Entre os detalhes já divulgados, sabe-se que os testes envolveram um caça F/A-18F Super Hornet equipado com dois mísseis AARGM-ER AGM-88G, sendo que ao menos um deles foi disparado. Além disso, a instituição confirmou que o míssil superou com sucesso a prova, cujo foco principal era demonstrar sua capacidade de operar em um ambiente complexo sem o apoio de sistemas GPS, embora não tenham sido apresentados mais detalhes sobre a tecnologia usada nesse processo. Em condições normais, esses mísseis usariam o GPS combinado a um sensor especialmente projetado para garantir a orientação do projétil contra seus alvos, mesmo quando estes desligam as emissões para deixar de sinalizar.
Vale lembrar, nesse contexto, que os AARGM-ER foram idealizados como uma variante de maior alcance dos atuais AGM-88E AARGM, desenvolvidos pelos EUA dentro de um programa de cooperação que também envolveu a Força Aérea Italiana. O modelo se destacou sobretudo por trazer uma nova seção de guiagem, que adicionava um receptor passivo de localização antirradição, além de um sistema de navegação inercial e por satélite, complementado por um radar de ondas milimétricas na fase terminal.
Os mísseis testados recentemente aproveitam essa base e somam melhorias relevantes, combinando a seção de guiagem já mencionada com um novo motor-foguete de maiores dimensões, capaz de ampliar a distância percorrida, além de uma alteração nas ogivas. A isso se juntam novas aletas aerodinâmicas laterais e superfícies de cauda de baixo arrasto, que, em conjunto com a mudança no sistema de propulsão, duplicam o alcance do AARGM-ER em relação ao AARGM original.

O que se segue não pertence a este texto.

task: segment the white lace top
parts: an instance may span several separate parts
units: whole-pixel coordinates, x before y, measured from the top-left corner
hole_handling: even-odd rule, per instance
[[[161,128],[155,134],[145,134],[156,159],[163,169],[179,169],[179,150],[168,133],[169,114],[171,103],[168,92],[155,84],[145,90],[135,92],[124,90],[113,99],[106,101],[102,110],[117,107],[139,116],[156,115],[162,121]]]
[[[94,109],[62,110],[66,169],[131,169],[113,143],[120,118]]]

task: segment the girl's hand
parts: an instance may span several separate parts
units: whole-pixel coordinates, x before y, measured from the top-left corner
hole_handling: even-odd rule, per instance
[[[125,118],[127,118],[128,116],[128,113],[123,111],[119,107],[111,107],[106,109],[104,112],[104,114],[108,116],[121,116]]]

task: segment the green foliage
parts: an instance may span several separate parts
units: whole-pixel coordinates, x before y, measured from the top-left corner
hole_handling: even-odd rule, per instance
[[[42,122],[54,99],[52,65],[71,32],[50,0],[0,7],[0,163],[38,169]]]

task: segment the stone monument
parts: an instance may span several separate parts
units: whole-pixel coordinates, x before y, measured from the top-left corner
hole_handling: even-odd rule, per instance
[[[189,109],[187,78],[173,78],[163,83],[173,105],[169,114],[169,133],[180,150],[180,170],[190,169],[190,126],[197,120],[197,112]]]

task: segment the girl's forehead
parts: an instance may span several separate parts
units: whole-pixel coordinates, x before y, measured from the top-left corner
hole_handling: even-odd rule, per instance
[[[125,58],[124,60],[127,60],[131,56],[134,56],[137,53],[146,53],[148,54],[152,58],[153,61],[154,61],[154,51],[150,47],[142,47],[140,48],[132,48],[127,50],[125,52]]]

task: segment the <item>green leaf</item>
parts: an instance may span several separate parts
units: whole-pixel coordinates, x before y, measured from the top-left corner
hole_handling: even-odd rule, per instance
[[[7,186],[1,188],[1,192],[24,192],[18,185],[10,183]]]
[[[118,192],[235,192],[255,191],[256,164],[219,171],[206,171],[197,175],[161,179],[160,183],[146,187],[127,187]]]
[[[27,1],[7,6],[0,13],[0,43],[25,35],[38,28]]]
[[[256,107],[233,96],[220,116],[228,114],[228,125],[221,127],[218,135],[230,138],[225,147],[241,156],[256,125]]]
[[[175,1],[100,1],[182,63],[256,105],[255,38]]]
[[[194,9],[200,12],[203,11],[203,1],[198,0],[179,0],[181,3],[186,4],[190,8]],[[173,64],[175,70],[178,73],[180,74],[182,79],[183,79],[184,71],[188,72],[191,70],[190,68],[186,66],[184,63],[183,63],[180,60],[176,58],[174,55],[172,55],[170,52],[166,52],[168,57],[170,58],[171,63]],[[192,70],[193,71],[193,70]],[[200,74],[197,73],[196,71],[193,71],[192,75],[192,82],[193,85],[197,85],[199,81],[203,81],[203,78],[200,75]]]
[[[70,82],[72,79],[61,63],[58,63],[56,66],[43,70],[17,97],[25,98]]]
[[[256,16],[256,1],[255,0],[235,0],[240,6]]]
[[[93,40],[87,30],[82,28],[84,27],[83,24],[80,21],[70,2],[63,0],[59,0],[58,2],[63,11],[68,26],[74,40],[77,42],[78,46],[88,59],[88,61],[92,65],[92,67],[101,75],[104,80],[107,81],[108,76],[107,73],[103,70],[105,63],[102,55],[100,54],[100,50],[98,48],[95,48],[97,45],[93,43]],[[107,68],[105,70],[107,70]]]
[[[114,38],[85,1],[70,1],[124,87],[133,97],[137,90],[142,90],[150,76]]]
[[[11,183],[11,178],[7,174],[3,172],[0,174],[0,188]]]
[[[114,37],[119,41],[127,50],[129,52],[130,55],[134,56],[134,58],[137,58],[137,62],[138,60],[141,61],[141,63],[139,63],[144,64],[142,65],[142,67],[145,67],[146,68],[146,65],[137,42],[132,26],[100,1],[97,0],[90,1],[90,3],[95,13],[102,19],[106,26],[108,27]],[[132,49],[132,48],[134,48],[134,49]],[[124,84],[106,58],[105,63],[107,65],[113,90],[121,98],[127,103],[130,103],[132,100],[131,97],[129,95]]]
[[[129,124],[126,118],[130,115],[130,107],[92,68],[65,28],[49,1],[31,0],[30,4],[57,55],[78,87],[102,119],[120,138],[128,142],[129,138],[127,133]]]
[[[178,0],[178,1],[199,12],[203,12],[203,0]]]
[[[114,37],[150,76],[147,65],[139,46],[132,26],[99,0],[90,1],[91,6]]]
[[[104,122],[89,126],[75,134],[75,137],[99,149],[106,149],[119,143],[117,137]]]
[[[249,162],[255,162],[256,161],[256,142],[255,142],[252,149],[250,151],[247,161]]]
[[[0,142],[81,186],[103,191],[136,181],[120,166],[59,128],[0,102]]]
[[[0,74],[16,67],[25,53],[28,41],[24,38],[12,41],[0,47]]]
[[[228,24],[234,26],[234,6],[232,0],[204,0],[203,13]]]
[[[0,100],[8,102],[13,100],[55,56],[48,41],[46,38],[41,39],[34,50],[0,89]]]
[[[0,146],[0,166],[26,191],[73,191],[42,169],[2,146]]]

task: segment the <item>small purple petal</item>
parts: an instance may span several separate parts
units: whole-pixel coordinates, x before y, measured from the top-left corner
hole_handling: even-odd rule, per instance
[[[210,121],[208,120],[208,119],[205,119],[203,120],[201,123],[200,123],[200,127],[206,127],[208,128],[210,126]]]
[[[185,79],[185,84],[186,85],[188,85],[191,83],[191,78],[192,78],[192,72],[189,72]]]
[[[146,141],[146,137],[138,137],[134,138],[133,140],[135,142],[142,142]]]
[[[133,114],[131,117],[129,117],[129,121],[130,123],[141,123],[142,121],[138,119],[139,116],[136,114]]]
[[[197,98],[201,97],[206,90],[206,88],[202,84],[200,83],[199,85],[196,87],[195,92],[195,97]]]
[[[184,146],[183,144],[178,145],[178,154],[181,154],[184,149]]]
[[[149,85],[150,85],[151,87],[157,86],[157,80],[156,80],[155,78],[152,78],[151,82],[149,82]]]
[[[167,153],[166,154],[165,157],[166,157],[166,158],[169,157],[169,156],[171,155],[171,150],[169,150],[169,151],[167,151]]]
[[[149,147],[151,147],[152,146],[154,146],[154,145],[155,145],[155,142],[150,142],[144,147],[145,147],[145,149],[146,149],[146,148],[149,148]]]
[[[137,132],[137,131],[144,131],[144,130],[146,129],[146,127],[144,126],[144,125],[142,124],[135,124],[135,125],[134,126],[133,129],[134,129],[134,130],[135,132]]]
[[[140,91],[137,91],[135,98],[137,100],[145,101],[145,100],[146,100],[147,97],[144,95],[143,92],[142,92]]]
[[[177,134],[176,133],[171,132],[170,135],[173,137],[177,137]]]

Também é importante considerar que esse novo desenho foi pensado para permitir sua integração ao armamento dos caças furtivos F-35, cujas baias internas não eram compatíveis com as grandes aletas do AARGM. Se a incorporação ao serviço ocorrer, a plataforma deixará de depender principalmente de seus radares AESA para missões de SEAD, ampliando assim suas já consideráveis capacidades de ataque. Para a sua futura primeira cliente internacional, a Austrália, isso também não é pouca coisa, sobretudo porque a espinha dorsal de sua aviação é formada justamente pelos F/A-18F, EA-18G e F-35A.
Por fim, deixando de lado as particularidades técnicas, é preciso observar que, segundo os dados públicos disponíveis, teriam sido realizadas apenas cinco provas de lançamento com o míssil AARGM-ER; entre os antecedentes citados estão os registros de dezembro de 2022 e de maio de 2023. Nessa mesma linha, cabe mencionar que a Capacidade Operacional Inicial (COI) estava prevista originalmente para 2024, mas acabou sendo adiada para o ano em curso.